Happy? https://t.co/K56r2LpvFD— Yann LeCun (@ylecun) November 17, 2022
Galactica não é a primeira IA da Meta com sérios problemas
O presente modelo de IA não é o primeiro a ser lançado pela Meta com problemas de enviesamento. Só este ano, duas tentativas foram lançadas com fortes inclinações preconceituosas. Em maio, a empresa compartilhou a demonstração de um grande modelo de linguagem chamado OPT-175B, que segundo pesquisadores tinha uma “alta propensão” para racismo e preconceito, como o GPT-3, da OpenAI, empresa cofundada por Elon Musk; mais recentemente, foi a vez do chatbot BlenderBot, que fazia afirmações “ofensivas e falsas”, enquanto comunicava-se por conversas estranhamente antinaturais.
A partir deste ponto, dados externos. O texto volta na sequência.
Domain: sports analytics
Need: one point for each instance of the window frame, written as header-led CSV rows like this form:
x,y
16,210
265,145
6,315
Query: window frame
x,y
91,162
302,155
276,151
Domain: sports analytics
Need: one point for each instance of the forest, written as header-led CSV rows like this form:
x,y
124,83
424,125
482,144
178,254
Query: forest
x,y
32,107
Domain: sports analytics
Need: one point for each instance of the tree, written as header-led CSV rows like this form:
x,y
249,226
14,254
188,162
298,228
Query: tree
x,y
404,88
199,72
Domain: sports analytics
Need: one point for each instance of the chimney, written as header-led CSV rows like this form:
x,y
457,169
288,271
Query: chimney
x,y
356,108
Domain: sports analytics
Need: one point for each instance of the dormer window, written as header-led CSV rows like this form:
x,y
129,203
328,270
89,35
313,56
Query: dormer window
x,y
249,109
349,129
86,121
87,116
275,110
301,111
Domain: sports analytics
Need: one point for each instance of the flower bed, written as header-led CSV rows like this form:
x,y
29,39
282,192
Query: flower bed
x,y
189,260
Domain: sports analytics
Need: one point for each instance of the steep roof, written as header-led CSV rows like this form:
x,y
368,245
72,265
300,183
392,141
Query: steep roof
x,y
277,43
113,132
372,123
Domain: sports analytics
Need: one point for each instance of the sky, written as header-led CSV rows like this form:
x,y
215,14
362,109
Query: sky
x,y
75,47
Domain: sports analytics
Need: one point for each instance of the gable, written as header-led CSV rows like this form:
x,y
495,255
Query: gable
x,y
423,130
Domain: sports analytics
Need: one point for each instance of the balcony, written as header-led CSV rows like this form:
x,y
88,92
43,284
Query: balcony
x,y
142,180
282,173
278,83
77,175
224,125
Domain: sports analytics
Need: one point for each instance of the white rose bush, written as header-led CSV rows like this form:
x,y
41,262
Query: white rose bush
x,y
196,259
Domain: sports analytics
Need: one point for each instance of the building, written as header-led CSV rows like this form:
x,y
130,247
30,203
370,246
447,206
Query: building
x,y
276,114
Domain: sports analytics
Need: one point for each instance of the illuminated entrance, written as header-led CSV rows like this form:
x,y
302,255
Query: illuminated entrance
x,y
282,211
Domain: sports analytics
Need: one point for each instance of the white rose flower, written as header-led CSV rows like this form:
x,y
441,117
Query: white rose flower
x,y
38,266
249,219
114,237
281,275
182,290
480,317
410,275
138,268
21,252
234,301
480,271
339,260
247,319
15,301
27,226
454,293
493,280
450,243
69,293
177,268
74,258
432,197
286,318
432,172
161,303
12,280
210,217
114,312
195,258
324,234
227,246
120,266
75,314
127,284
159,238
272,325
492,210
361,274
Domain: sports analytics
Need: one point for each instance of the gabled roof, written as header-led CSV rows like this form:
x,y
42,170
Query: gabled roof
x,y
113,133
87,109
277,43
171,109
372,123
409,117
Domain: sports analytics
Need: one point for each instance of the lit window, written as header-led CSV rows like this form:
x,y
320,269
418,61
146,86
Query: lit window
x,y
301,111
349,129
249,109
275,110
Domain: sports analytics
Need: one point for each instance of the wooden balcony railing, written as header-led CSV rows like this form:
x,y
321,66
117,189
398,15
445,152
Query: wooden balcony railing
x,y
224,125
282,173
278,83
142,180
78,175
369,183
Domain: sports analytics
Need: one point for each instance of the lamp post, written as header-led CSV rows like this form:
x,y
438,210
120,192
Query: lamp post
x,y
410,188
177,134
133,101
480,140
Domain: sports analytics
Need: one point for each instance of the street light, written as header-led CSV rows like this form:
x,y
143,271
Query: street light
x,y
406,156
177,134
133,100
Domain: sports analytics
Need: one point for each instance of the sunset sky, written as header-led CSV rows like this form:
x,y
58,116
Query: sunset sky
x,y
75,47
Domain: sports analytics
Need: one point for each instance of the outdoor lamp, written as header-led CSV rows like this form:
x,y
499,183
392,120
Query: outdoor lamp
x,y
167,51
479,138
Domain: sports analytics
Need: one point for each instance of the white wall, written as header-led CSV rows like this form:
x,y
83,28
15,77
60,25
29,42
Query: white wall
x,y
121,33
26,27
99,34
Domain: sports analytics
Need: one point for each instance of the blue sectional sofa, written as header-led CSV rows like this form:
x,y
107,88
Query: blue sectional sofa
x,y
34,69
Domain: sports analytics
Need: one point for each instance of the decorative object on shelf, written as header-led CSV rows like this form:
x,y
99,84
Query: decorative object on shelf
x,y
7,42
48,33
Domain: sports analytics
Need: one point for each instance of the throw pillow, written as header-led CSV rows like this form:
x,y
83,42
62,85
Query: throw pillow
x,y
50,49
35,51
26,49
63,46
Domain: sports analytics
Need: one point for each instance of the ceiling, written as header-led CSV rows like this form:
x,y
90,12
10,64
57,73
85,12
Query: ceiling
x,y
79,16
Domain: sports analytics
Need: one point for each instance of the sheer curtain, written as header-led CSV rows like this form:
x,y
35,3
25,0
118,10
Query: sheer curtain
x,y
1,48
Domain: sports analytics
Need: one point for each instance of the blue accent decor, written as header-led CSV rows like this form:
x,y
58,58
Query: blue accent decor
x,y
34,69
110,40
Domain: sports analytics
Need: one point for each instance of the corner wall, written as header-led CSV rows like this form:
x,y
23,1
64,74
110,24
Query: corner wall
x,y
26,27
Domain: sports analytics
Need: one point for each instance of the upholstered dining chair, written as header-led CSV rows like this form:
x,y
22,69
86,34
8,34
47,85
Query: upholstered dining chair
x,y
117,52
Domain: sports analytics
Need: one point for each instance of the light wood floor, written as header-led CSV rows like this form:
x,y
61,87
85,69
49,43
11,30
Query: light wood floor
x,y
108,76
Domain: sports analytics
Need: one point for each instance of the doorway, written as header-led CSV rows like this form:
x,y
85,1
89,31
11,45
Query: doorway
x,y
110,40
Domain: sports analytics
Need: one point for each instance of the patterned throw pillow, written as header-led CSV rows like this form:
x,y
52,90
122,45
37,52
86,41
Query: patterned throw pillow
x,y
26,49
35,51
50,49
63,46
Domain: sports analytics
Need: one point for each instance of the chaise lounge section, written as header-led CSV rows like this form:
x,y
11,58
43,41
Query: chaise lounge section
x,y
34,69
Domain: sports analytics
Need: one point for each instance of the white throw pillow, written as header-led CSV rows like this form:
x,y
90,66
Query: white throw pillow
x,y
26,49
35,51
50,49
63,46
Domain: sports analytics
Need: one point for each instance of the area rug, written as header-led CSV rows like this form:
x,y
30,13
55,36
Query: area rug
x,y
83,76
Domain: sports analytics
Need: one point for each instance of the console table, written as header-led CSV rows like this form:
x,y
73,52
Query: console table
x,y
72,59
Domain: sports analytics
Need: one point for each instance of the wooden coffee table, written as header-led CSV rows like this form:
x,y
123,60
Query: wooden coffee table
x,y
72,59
Assim como os exemplos citados, Galactica também é um modelo de linguagem, um tipo de modelo de machine learning conhecido por gerar textos que parecem ter sido escritos por humanos a partir do exame de grandes volumes de dados para identificar padrões ou fazer previsões.
https://twitter.com/mmitchell_ai/status/1593351384573038592?s=20&t=2b_uYJrFEUbNBLnulPRkWA
Embora impressionantes, os resultados desses sistemas são um exemplo de que a capacidade em produzir conteúdos com linguagem humana credível não significa que sistemas como Galactica o compreendam de fato. À medida que esses sistemas se tornam mais complexos, e os humanos menos capazes de compreendê-los, cresce a preocupação de pesquisadores da área sobre o uso de grandes modelos de linguagens direcionados a qualquer atividade que envolva tomada de decisão, apontando a impossibilidade de auditá-los.
Isso se torna um problema, especialmente quando se trata de pesquisa científica. Enquanto sistemas de IA geradores de texto claramente não compreendem o que produzem, é arriscado tratar tais resultados como trabalhos científicos, que são fundamentados em metodologistas rigorosas.
Assim como outros pesquisadores, Black está compreensivelmente preocupado com as consequências da liberação de um sistema como o de Galactica, referindo-se ao que “poderia inaugurar uma era de falsificações científicas profundas”.
“Ela oferece uma ciência que soa credível que não está fundamentada no método científico”, escreveu Black em um tweet. “Ela produz pseudociência baseada em propriedades estatísticas da ciência *escrita*. Escrever ciência gramatical não é o mesmo que fazer ciência”. Mas será difícil distingui-la”.